ES Modules: suggestions for improvement
David Herman
dherman at mozilla.com
Wed Jun 27 09:45:54 PDT 2012
On Jun 27, 2012, at 8:46 AM, Isaac Schlueter wrote:
> I am not at all convinced that typo-checking is anywhere near worth
> the price tag, or is even a problem. Most of the alleged needs for
> type-checking are a bit dubious to me; that's not really what JS is
> all about.
Well, "not JavaScripty" is a circular argument.
JavaScript serves many communities. One community we talk to is game developers that get a lot of mileage out of static types in other languages, and would love to have a typed dialect of JS. Then there's people who use the Closure compiler, which adds a type discipline to JS.
But we're not even talking about type checking here, just *variable name* checking (although if we don't have static import/export we never will be able to even experiment with interoperable typed dialects of JS -- that door will be permanently shut). IME, a dynamic language with statically checked variables is a nice sweet spot. It catches the really simple errors, because while you may want to do all sorts of dynamic computations in a program, you always want the scoping structure to be fixed and static. But it leaves you free to do all the dynamic stuff you can do today.

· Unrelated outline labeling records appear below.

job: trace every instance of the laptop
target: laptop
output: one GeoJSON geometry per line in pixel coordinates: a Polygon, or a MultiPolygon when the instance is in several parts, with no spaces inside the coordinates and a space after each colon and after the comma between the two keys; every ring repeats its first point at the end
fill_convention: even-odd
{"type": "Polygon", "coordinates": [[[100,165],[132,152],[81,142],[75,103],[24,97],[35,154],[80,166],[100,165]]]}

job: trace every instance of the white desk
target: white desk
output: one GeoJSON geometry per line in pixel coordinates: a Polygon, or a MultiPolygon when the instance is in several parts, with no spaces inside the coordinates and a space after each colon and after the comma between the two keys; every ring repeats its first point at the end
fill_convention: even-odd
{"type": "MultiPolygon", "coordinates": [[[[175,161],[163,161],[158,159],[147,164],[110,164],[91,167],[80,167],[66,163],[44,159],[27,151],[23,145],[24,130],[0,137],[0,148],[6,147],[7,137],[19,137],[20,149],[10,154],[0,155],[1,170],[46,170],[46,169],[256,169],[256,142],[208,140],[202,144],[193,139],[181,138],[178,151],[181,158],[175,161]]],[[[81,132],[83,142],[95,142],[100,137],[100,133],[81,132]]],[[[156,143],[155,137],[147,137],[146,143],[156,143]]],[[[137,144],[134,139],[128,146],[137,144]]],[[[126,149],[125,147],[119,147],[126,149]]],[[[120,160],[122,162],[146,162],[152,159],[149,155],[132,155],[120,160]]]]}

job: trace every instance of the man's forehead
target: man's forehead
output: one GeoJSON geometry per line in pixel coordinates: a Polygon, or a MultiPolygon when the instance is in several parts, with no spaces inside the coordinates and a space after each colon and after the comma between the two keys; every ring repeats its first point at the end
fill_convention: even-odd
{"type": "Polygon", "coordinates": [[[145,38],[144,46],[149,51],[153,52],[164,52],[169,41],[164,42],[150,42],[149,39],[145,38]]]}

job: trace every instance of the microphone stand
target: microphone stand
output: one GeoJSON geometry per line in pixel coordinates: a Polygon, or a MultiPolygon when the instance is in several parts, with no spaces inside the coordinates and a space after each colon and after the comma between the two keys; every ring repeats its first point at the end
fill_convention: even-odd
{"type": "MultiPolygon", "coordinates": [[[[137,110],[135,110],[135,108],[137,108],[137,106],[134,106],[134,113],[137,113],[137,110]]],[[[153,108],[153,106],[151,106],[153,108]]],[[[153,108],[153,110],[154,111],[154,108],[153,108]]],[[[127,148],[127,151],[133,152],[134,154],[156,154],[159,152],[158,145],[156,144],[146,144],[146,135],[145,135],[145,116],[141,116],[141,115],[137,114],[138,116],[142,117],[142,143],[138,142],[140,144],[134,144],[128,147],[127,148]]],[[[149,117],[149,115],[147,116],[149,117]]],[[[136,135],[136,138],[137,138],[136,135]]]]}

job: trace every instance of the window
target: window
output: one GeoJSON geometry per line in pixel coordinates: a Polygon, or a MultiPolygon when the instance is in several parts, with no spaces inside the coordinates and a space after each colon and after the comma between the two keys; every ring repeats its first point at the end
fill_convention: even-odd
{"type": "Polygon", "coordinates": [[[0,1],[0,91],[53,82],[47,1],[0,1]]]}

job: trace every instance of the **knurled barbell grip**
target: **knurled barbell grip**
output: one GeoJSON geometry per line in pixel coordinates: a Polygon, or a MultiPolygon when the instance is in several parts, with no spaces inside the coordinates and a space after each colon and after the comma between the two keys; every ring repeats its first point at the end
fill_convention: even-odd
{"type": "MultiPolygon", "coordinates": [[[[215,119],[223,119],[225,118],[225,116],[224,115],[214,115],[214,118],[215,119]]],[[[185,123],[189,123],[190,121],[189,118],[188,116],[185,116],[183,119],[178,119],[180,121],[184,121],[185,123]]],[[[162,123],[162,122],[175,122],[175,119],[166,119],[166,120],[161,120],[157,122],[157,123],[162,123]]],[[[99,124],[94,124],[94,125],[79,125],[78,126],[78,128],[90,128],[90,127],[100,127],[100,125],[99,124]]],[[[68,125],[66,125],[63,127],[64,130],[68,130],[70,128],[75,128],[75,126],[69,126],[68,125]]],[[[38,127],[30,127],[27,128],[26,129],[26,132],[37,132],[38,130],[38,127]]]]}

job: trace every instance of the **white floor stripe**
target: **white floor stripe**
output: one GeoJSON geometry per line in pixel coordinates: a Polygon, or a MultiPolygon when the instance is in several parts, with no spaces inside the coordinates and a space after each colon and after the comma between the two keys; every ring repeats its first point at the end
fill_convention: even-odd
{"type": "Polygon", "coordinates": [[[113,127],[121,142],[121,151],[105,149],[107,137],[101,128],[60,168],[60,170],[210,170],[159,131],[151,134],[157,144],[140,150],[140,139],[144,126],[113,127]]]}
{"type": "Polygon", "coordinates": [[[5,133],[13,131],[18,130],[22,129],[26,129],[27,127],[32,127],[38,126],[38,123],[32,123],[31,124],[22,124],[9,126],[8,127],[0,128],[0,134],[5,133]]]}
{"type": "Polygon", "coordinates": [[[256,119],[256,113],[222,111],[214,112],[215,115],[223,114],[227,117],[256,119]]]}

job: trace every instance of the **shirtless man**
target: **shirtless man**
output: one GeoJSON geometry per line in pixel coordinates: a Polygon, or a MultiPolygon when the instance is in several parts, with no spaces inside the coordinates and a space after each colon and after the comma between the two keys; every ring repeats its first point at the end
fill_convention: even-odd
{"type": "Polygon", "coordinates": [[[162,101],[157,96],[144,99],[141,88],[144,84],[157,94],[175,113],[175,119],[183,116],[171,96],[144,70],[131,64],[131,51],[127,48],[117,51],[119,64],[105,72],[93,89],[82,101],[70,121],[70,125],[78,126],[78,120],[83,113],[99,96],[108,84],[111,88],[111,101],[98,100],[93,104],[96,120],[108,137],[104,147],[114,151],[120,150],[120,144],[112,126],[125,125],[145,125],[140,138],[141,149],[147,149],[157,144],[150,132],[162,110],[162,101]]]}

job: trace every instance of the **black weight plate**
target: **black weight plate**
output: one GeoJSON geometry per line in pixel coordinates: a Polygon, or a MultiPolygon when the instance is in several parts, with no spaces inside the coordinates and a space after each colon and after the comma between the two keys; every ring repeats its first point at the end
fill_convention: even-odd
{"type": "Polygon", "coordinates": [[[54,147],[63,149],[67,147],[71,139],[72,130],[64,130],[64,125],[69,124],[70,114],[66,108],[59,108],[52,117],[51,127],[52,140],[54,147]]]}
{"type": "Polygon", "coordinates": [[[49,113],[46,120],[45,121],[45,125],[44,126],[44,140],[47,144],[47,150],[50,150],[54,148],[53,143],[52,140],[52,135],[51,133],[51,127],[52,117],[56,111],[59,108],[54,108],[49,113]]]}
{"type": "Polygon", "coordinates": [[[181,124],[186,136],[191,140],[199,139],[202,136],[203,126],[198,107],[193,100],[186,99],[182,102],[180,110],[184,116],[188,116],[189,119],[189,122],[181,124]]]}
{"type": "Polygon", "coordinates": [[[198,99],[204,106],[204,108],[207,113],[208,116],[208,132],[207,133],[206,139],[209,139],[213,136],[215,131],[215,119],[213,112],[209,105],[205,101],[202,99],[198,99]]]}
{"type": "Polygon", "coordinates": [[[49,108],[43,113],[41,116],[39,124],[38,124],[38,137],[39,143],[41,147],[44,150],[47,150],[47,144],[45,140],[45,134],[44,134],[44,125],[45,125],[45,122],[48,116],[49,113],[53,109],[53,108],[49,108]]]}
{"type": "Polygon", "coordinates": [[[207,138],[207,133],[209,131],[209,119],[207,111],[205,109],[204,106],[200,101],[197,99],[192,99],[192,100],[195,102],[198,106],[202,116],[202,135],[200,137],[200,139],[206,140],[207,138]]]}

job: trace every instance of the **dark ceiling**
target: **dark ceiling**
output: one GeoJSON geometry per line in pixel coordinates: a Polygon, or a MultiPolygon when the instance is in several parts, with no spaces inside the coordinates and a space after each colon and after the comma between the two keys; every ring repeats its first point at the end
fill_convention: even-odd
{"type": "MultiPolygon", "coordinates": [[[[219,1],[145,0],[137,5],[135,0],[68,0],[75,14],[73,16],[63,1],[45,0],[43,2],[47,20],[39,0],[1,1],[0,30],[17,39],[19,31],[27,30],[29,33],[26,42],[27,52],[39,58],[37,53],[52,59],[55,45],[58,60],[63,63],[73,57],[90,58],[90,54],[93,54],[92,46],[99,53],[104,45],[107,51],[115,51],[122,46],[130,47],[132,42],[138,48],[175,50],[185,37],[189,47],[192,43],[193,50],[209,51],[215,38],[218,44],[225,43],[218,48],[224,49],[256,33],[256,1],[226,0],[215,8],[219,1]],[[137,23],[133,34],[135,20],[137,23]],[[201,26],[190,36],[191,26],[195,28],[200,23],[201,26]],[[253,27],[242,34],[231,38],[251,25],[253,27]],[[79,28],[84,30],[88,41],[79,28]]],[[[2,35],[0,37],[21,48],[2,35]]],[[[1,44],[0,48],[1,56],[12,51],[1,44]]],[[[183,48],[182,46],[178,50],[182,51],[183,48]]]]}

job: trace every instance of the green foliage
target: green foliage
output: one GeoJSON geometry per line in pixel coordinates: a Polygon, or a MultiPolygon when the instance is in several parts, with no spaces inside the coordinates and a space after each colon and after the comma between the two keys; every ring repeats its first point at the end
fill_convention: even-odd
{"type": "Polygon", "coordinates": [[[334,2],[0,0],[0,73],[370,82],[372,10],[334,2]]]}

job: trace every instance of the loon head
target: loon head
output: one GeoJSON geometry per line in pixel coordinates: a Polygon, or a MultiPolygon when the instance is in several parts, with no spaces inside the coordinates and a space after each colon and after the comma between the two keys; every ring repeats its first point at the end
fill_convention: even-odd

> We should look at current
> common problems, and ask, "What is the minimum change to the
> language's semantics and syntax that will make *this problem* go away,
> without causing new problems, or preventing other solutions?"
Hill climbing is famous for reaching local maxima and getting stuck. We have to keep an eye on the longer term at the same time as we solve near-term problems. This is why I have worked for years (not in haste, as your blog post suggests) on a module system that addresses both today's problems and lays foundations for tomorrow.